Token-based authentication is your friend here. When a user logs in, generate a token on your server and send it back to the PWA—then include that token in the headers of subsequent API requests. Make sure those tokens expire after a reasonable time period (usually a few hours) and implement refresh token logic so users dont have to keep logging in. Oh, and store those tokens securely; sessionStorage or httpOnly cookies are much better than localStorage for sensitive data.

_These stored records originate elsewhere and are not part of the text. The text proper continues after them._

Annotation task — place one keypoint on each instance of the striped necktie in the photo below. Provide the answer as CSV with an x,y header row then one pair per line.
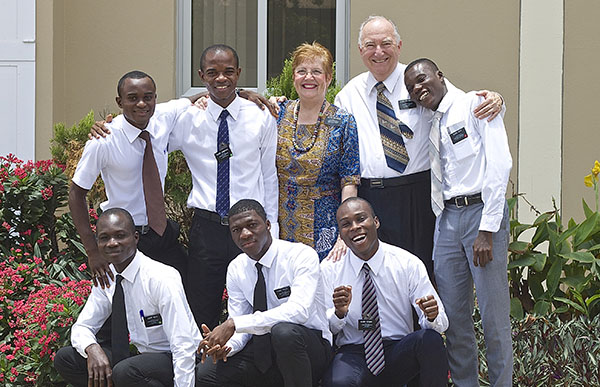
x,y
391,130
373,341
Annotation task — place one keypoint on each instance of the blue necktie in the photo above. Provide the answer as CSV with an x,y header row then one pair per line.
x,y
222,202
391,130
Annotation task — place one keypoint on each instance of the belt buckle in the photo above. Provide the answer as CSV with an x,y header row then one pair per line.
x,y
376,183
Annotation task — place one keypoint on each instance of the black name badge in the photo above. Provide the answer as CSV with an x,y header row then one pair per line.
x,y
458,135
366,324
223,154
406,104
283,292
333,121
153,321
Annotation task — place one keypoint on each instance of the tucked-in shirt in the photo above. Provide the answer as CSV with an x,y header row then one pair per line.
x,y
359,97
286,265
119,157
399,277
481,162
150,288
253,142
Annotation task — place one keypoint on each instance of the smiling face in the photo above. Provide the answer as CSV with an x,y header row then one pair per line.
x,y
117,240
379,49
250,233
425,84
220,74
137,98
358,228
311,80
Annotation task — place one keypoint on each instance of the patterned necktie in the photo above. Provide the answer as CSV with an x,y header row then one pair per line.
x,y
119,331
262,343
373,341
437,199
391,130
153,194
222,201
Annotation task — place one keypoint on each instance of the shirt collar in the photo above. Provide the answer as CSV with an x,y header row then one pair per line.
x,y
214,110
390,82
375,262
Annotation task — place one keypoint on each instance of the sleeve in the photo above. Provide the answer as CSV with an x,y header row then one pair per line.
x,y
92,160
498,163
93,315
305,266
349,163
268,147
179,326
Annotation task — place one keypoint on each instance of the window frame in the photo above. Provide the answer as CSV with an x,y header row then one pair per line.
x,y
183,60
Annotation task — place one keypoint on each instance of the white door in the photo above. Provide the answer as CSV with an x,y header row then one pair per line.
x,y
17,78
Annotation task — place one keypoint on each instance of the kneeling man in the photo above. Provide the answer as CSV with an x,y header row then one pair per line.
x,y
148,307
374,287
277,333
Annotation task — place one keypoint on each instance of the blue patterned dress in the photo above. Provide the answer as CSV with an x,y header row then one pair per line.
x,y
310,182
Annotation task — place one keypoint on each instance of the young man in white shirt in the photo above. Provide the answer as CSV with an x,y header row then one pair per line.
x,y
155,314
375,287
277,333
474,161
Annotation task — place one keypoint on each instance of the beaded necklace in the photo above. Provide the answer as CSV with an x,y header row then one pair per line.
x,y
315,132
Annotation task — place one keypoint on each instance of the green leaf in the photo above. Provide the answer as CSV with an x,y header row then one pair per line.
x,y
579,256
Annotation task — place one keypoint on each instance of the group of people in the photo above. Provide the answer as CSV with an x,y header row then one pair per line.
x,y
344,217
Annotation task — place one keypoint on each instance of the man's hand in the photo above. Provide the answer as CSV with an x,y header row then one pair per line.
x,y
260,101
482,249
98,129
342,297
490,107
99,371
99,270
428,305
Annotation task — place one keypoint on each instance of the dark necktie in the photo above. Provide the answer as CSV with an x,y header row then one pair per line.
x,y
374,354
391,130
262,343
153,194
119,331
222,200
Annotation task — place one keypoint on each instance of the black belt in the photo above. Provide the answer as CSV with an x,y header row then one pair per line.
x,y
212,216
463,201
142,230
395,181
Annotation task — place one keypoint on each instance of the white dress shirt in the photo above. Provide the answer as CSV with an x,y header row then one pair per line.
x,y
119,157
399,277
359,97
285,264
253,142
150,288
479,163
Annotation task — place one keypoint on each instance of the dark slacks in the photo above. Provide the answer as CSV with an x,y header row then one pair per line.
x,y
300,357
421,353
404,211
147,369
210,251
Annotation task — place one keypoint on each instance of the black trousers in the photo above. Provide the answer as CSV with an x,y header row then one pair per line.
x,y
147,369
211,250
300,357
404,211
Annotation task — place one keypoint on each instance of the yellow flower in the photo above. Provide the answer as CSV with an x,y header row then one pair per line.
x,y
588,180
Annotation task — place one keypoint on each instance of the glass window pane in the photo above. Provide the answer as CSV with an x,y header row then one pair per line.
x,y
232,22
292,22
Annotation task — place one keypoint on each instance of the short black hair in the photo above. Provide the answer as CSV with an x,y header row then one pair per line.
x,y
135,74
248,205
130,224
422,60
215,48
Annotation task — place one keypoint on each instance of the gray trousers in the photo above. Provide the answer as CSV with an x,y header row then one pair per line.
x,y
455,274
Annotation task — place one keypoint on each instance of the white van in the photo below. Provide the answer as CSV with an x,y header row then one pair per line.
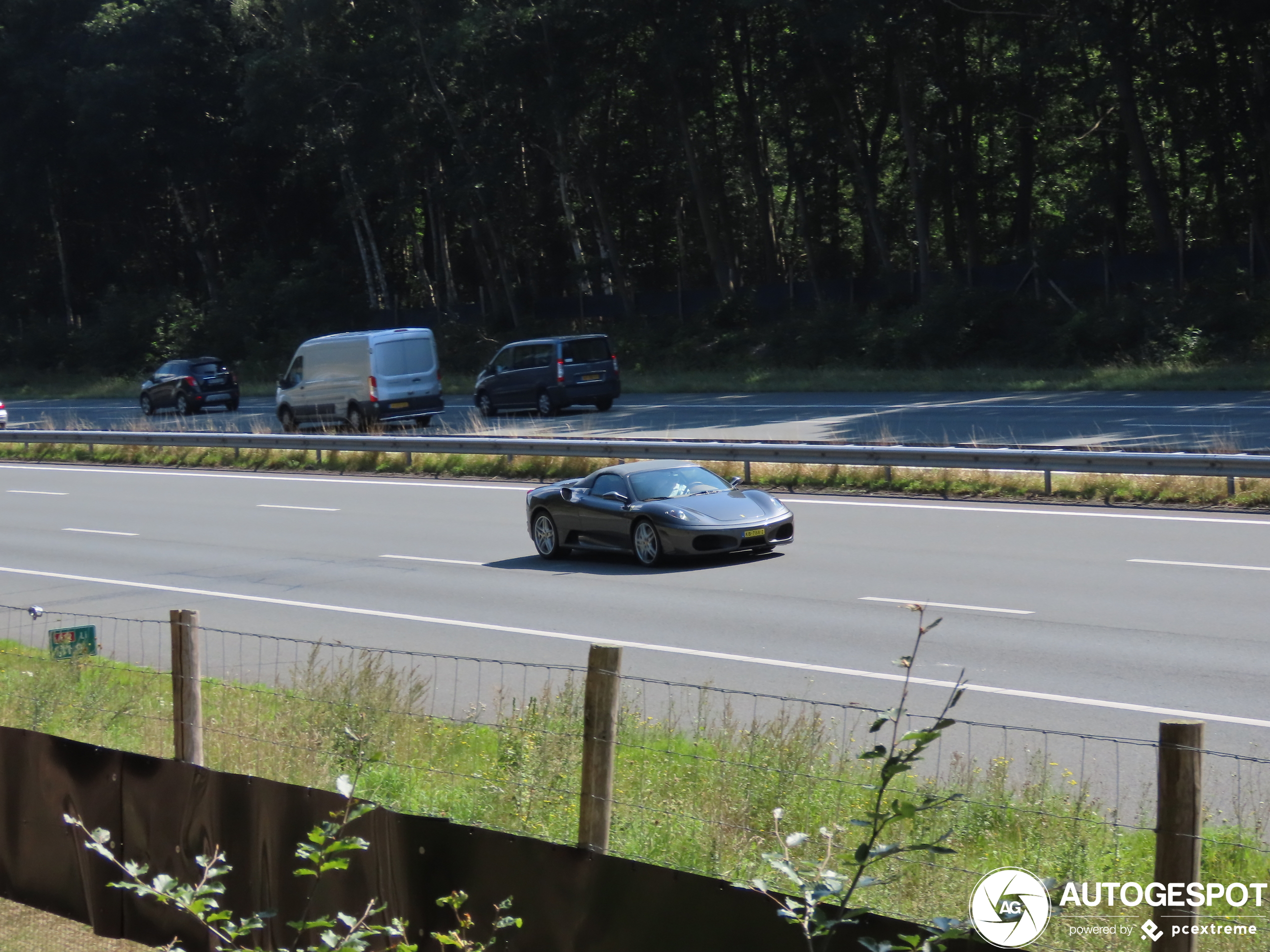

The best API security setup is one where even if your client-side code is completely exposed, attackers still cant do anything useful with what they find

Rate limiting is another thing people forget about. Without it, someone can hammer your API with thousands of requests and either run up your hosting costs or find vulnerabilities through brute force. Implement rate limiting on your backend—most cloud providers make this pretty straightforward these days. And validate everything on the server side, because client-side validation is basically just a suggestion that anyone can bypass.

Content Security Policy Setup

Right, so Content Security Policy—or CSP as most developers call it—is basically a set of rules you give to the browser that says "only load resources from these approved sources". Its like a bouncer at a club, checking that everything coming into your PWA is on the guest list. And honestly, if you're not using CSP on your PWA, you're leaving the door wide open for all sorts of nasty attacks.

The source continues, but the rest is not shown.